Getting started
The SDaaS Platform offers a programmatic approach to building and update Knowledge Graphs. It includes a language and a command-line interface (CLI), offering optimized access to one or more RDF graph stores.
The subsequent chapters assume you’ve installed the SDaaS Platform and have some familiarity with the bash shell, Docker, and SPARQL. Additionally, you should possess a basic understanding of the key concepts and definitions outlined in the Knowledge Exchange Engine Specifications (KEES).
Connecting to an RDF Graph Store
SDaaS requires access to a RDF SPARQL service: let’s launch a graph store using a public docker image in a vpn named myvpn
docker network create myvpn
docker run --network myvpn --name kb -d linkeddatacenter/sdaas-rdfstore
This will run in background a small, full featured RDF Graph Store instance compliant with SDaaS requirements
Now you can get SDaaS prompt with:
docker run --network myvpn --rm -ti sdaas
Your terminal will show the SDaaS command prompt as an extension of the bash shell:
____ ____ ____
/ ___|| _ \ __ _ __ _/ ___|
\___ \| | | |/ _` |/ _` \___ \
___) | |_| | (_| | (_| |___) |
|____/|____/ \__,_|\__,_|____/
Smart Data as a Service platform - Pitagora
Community Edition 4.0.0 connected to http://kb:8080/sdaas/sparql (w3c)
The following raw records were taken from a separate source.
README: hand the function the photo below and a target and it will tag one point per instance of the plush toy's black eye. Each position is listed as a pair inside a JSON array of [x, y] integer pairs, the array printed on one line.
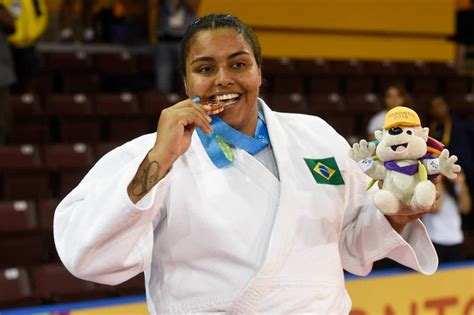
[[395, 131]]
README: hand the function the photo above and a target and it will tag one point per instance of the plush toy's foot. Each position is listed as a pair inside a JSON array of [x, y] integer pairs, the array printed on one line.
[[386, 202], [424, 195]]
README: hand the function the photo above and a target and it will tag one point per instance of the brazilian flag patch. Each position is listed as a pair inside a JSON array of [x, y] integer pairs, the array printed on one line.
[[325, 171]]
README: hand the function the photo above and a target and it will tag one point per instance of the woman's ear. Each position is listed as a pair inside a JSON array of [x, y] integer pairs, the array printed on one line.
[[185, 86]]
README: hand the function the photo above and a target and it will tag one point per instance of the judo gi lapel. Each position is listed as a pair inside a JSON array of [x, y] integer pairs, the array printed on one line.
[[283, 223]]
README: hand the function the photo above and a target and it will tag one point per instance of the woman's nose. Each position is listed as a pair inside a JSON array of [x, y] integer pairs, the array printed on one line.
[[223, 77]]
Copyright (C) 2018-2024 LinkedData.Center
more info at https://linkeddata.center/sdaas
sdaas >
What is happening behind the scene?
SDaaS needs to connect to a graph store; to create such connection you have to specify one sid (store ID) that is an environment variable containing the URL of a SPARQL service endpoint for the graph store. By convention, the default sid is named STORE
. The SDaaS platform comes out-of-the-box configured with a default sid named STORE=http://kb:8080/sdaas/sparql
that you can change in any moment.
All SDaaS commands that require to access a graph store provides the -s <sid>
option.
If omitted, SDaaS platform will use use the name STORE
.
Each sid_ requires a driver specified by the driver variable <sid>_TYPE
. For instance, the store engine driver for STORE
is defined in STORE_TYPE
. By default SDaaS uses the w3c
driver that is suitable for any standard SPARQL service implementations. In addition to the standard driver, SDaaS Enterprise Edition provides some optimized drivers.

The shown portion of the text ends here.